Every September, many parents set aside a few days in their schedule to ensure their new college student can settle in to his or her new dorm room. During this process, many moms and dads brave flights of stairs and long lines at department stores to secure last-minute items. However, parents should also take time to consider whether or not their child is ready for a credit card.
While gaining the ability to make flexible payments is important, parents should evaluate the best option that can help their children boost their credit reports and scores. Whether these financial indicators will improve during the course of the child’s college career may depend on the kind of borrowing parents want to allow their child to engage in. As a result, parents should examine both secured and unsecured cards before making a decision.
The benefits of secured credit cards
Secured credit cards function in a similar manner as debit cards, with one major exception. The borrowing record a child develops with this financial tool is recorded by credit reporting agencies. This means that by using the card responsibly, over time, the child can build a good credit score simply by charging expenses on books, food and other necessary items and then making payments.
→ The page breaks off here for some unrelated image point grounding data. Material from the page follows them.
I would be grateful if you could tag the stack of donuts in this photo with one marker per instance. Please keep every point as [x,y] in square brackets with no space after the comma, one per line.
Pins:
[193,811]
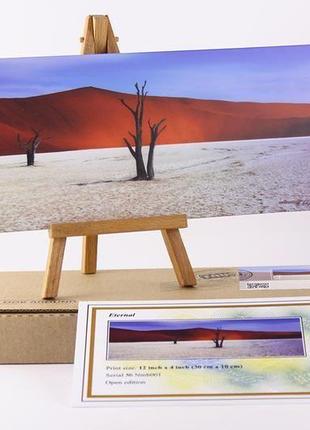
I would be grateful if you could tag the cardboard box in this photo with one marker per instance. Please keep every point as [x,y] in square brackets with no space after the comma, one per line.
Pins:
[33,330]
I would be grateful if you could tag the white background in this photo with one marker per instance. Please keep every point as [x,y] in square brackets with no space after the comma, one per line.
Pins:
[39,396]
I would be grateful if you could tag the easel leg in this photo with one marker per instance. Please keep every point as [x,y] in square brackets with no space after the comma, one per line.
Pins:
[89,254]
[179,258]
[53,268]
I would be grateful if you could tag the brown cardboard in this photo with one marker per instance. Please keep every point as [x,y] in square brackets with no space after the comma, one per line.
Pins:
[33,330]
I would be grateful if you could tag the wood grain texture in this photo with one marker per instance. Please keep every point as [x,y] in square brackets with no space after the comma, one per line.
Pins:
[89,254]
[53,268]
[88,41]
[179,258]
[98,36]
[93,228]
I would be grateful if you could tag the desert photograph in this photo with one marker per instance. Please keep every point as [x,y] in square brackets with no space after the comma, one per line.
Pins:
[206,339]
[206,133]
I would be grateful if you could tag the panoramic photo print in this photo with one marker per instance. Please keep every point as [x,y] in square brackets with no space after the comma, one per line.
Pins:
[206,133]
[205,339]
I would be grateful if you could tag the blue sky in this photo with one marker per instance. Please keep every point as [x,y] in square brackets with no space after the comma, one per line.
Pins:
[252,324]
[274,74]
The drawbacks of secured credit cards
To receive this kind of card, parents will need to help their children open a traditional bank account. This is because secured cards require that a certain amount — usually a few hundred dollars — be tethered to the card in case the child misses a payment. Annual fees can also make this option less attractive.
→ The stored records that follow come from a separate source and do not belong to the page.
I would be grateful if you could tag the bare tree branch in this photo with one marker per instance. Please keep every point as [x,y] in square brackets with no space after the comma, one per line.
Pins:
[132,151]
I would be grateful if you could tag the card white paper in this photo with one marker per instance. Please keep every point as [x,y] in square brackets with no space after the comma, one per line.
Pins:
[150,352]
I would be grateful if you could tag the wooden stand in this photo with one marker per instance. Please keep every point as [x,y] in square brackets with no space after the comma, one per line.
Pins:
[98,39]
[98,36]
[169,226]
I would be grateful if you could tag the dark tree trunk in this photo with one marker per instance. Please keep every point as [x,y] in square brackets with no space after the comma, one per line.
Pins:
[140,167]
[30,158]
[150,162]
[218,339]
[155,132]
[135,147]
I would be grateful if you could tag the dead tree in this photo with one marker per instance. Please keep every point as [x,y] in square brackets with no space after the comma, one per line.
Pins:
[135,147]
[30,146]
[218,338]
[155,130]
Evaluating unsecured credit cards
Unsecured credit cards are the most common type of borrowing line. With this type of card, parents can ensure their students have a higher borrowing limit. But, while this option may provide advantages, students may have difficulty qualifying if they don’t have a borrowing history. In addition, parents who cosign for a card risk their credit scores if the child engages in irresponsible spending. But, with timely payments, either option can allow children to build a good credit score so that they can achieve the best borrowing rates when they get ready to buy a new car or house.